歯噛みした紬の目に、放られて再度床に転がったビニールテープが映った。あれはサーシャが雑誌を縛るのに使っていたものだったと、逃避気味の頭が考えていた。
「ひっ」
胸を這う手の冷たさに、現実に引き戻される。豊かさとは無縁のそこにぬるりとした生温かさ、舌で舐めあげられて背筋が凍る。

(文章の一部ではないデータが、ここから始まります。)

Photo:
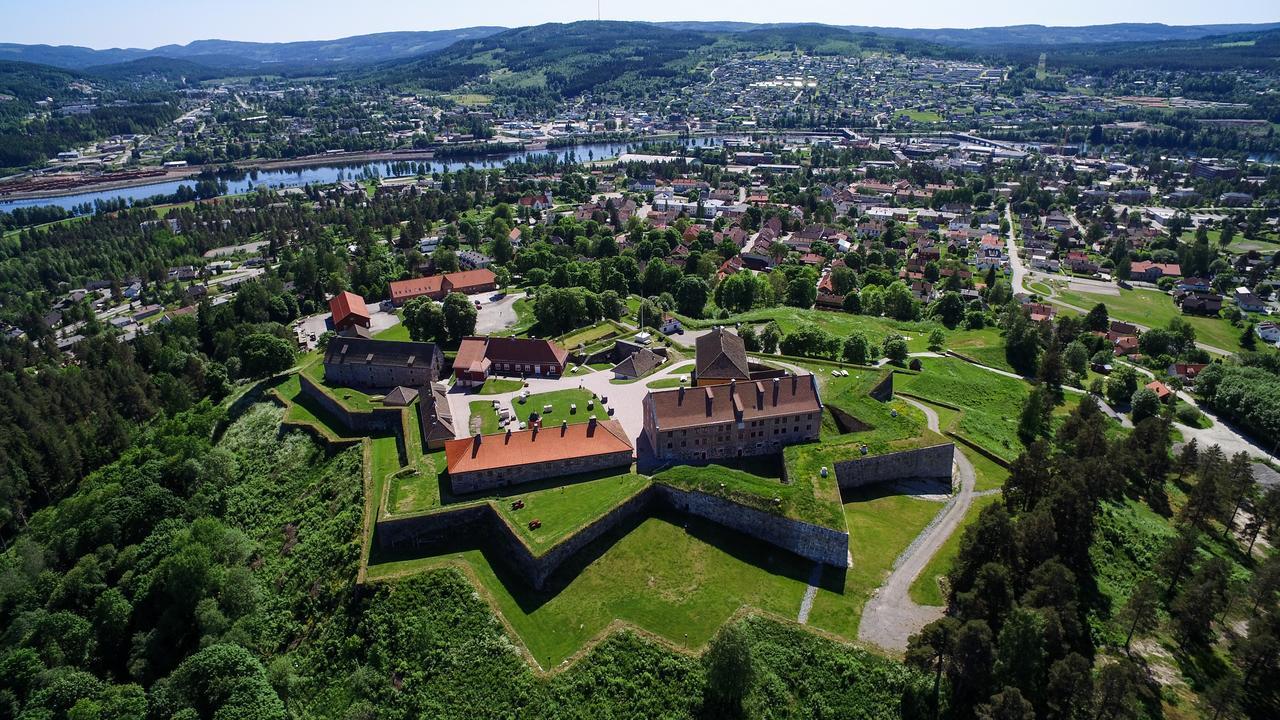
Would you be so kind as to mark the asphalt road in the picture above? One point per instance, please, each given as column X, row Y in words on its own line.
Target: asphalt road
column 891, row 616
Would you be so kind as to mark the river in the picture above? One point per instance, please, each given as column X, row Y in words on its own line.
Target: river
column 325, row 174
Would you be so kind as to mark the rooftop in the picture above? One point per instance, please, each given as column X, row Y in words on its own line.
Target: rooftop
column 688, row 408
column 535, row 445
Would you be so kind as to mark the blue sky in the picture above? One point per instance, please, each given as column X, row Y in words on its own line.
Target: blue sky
column 146, row 23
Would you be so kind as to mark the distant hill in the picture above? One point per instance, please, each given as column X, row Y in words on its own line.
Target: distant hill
column 364, row 49
column 562, row 59
column 1016, row 35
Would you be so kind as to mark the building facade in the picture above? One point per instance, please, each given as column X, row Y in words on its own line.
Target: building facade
column 739, row 419
column 484, row 463
column 362, row 363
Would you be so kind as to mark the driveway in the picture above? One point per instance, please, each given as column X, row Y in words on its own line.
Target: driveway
column 625, row 400
column 891, row 616
column 496, row 315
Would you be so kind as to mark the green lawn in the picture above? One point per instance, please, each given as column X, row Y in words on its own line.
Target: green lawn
column 499, row 386
column 880, row 528
column 565, row 509
column 676, row 577
column 836, row 323
column 986, row 346
column 926, row 588
column 920, row 115
column 1153, row 309
column 397, row 332
column 991, row 402
column 991, row 475
column 305, row 410
column 561, row 401
column 419, row 491
column 488, row 417
column 586, row 336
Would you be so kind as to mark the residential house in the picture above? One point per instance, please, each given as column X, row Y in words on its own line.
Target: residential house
column 1269, row 332
column 484, row 463
column 1247, row 301
column 347, row 309
column 739, row 419
column 1152, row 272
column 437, row 287
column 479, row 358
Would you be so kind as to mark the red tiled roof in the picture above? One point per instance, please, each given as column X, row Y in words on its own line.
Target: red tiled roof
column 476, row 352
column 416, row 287
column 533, row 446
column 347, row 305
column 709, row 405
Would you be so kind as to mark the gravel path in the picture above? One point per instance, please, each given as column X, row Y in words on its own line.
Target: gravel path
column 809, row 593
column 891, row 616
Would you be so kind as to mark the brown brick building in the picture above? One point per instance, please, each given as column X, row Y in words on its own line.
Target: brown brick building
column 437, row 287
column 484, row 463
column 382, row 364
column 739, row 419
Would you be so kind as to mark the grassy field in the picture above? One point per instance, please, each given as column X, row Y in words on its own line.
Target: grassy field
column 991, row 402
column 419, row 491
column 565, row 509
column 561, row 401
column 397, row 332
column 484, row 410
column 926, row 588
column 679, row 578
column 586, row 336
column 990, row 474
column 351, row 397
column 880, row 528
column 302, row 409
column 919, row 115
column 1153, row 309
column 841, row 324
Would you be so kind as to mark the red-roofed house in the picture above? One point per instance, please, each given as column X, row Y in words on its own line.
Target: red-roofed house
column 348, row 309
column 437, row 287
column 483, row 463
column 1161, row 390
column 1152, row 272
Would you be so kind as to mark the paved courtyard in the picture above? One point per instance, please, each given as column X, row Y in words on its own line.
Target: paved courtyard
column 625, row 400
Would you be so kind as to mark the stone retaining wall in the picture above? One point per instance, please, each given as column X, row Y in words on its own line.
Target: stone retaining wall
column 924, row 463
column 814, row 542
column 484, row 524
column 379, row 419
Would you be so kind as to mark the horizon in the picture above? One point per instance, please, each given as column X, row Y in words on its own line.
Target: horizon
column 103, row 27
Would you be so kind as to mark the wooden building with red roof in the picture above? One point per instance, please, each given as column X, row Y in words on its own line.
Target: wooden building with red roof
column 347, row 309
column 483, row 463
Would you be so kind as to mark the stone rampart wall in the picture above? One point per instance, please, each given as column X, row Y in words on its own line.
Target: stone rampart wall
column 814, row 542
column 923, row 463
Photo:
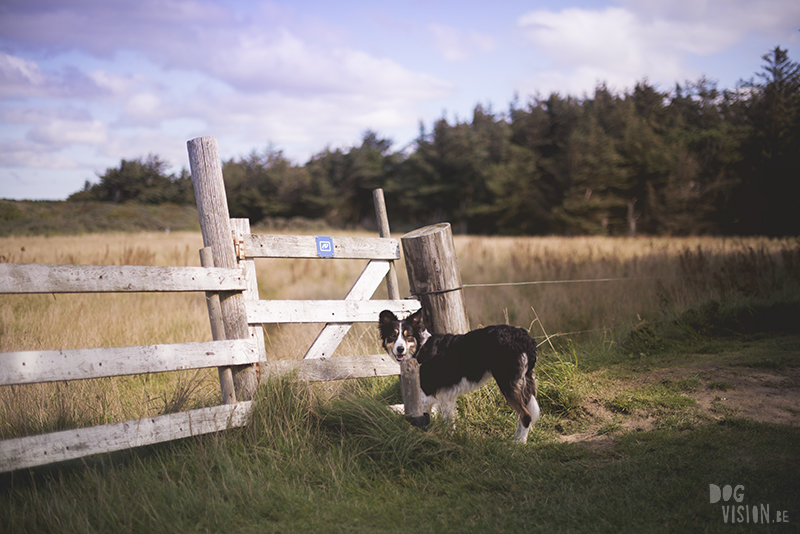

紬はソーニャが嫌いではなかった。むしろ好きなほうだったし、サーシャの双子の兄弟ということで信頼していたと言ってもいい。
それでも、今こうして強いられる行為には――嫌悪感しか感じ得なかった。
ソーニャが執拗に胸を責め立てる。紬は唇を強く噛みしめた。ゆるく首を振って抵抗の意を示すが、それも力ないものだった。
眇められた紬の瞳から光が消えた。
ソーニャが軽く身体を起こして紬を見下ろす。そこで初めて、紬はソーニャの顔をまともに見た。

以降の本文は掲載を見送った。